Derrière des cimaises, l’installation vidéo Le camp (2007), « une double pro-jection dont les deux images sont parfois identiques, parfois étonnamment déphasées »1, est projetée sur le mur de la grande salle. Dans un espace intime multiple, le regardeur entre en contact avec la singularité d’une œuvre dans tout son déploiement. Deux caméras. Un lieu. Une mise en scène. La projection propose des jeux de perception, de dédoublement, de glissement d’une image à l’autre, rendus avec grande sensibilité. Des personnages posant des actions sans but, des gestes lents, se déplacent dans l’espace calmement. La répétition, intrinsèque à notre quotidien en tant qu’êtres humains, y est récurrente. Duhamel la teinte d’absurdité, voire de tragique, et en interroge ainsi le sens. Une femme balance un oiseau dans une cage, un homme pousse à travers un mur une forme rectangulaire. Les corps, les objets, les accessoires, l’espace entre les personnages et l’inquiétude existentielle qui s’en dégage deviennent matière à mise en scène. Dans le catalogue de l’exposition, Bernard Schütze cite des notes de l’artiste qui décrivent bien cette mise en espace : « Ce qui qualifie les corps, c’est l’arrangement. C’est le rapport spécifique qu’ils ont avec d’autres corps. »2 La trame sonore, composée par l’artiste, s’ajoute à cette matérialité virtuelle.

La solitude s’infiltre dans toute cette œuvre. Dans la petite salle, une série de dessins sont disposés en une ligne continue sur les murs. Ils détiennent les clés, en quelque sorte, du processus créatif de Patrice Duhamel, de son inspiration ainsi que des idées et des émotions qui sous-tendent ses œuvres vidéographiques.

Cette exposition rétrospective parvient sans peine à nous rendre sensible l’univers thémathique et expressif de l’artiste.

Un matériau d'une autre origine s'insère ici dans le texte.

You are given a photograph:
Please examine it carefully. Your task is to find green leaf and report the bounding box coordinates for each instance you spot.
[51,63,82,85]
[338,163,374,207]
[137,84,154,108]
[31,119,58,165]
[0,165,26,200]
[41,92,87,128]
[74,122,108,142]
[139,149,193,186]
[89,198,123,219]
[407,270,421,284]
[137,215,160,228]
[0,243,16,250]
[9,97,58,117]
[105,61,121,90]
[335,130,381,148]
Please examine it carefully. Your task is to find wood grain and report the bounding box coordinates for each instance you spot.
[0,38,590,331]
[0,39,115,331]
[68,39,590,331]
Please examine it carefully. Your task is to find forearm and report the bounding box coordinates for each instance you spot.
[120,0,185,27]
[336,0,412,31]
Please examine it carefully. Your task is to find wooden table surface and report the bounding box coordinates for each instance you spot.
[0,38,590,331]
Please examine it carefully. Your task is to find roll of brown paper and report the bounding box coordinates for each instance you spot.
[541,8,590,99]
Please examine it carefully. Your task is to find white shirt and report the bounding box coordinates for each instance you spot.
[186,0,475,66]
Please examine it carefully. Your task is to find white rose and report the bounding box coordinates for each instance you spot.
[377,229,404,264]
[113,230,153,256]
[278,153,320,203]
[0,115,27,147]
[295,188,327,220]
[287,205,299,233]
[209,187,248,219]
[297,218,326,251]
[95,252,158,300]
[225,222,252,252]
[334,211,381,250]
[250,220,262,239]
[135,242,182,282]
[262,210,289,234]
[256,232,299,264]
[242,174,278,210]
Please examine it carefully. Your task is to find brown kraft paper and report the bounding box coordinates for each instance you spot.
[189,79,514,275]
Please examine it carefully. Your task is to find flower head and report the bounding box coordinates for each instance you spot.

L’angoisse existentielle, la difficulté de communiquer avec les autres, l’inconfort que l’on ressent devant les normes sociales y transparaissent. Dans cette perte de sens, la recherche de fusion avec l’autre, vécue comme un échec à répétition, pré-domine. De l’expression d’un malaise intérieur devant l’incontrôlable (les situations, les autres, les conventions) émerge un humour sarcastique, décrivant le décalage interprétatif qui relie les êtres humains entre eux et le labyrinthe mental de chacun : « …nous aimons fréquenter les seuils de l’ “intranquillité.” »3, dit-il. Le catalogue accompagnant cette exposition contient quatre textes sur l’artiste et ses œuvres signés par Sébastien Cliche, Charles Guilbert, Sylvie Cotton et Bernard Schüzte et un texte de Patrice Duhamel. De plus, pour compléter la judicieuse mise en exposition présentant trois vidéos pour ne pas surcharger l’espace, un dvd de l’ensemble de l’œuvre vidéographique de l’artiste a été édité par Vidéographe.

1 Texte descriptif de la vidéo Le camp, Patrice Duhamel. Le catalogue des vents qui ont soufflé, Centre d’art et de diffusion Clark, p. 25.
2 Duhamel, « Aernout Milk : les sculptures étourdies », p. 8 cité par Bernard Schütze dans Patrice Duhamel. Le catalogue des vents qui ont soufflé, Centre d’art et de diffusion Clark, p. 48.
3 Patrice Duhamel, dans Patrice Duhamel : Le catalogue des vents qui ont soufflé, Centre d’art et de diffusion Clark, p. 42.

Artiste, critique d’art et commissaire d’expo­-sition, Hélène Brunet Neumann s’intéresse à la rencontre, aux échanges entre différents héritages culturels et aux liens créés aux confluents de langages artistiques divers. Elle est titulaire d’une maîtrise en Étude des arts de l’Université du Québec à Montréal. Elle publie régulièrement dans diverses revues d’art montréalaises et a été commissaire d’exposition à plusieurs reprises, entre autres, pour l’exposition H2Eau au Musée d’art contemporain des Laurentides, en 2010-2011. Elle a récemment présenté ses œuvres sur les ondes énergétiques inhérentes à notre monde physique, au Centre d’exposition de Val-David.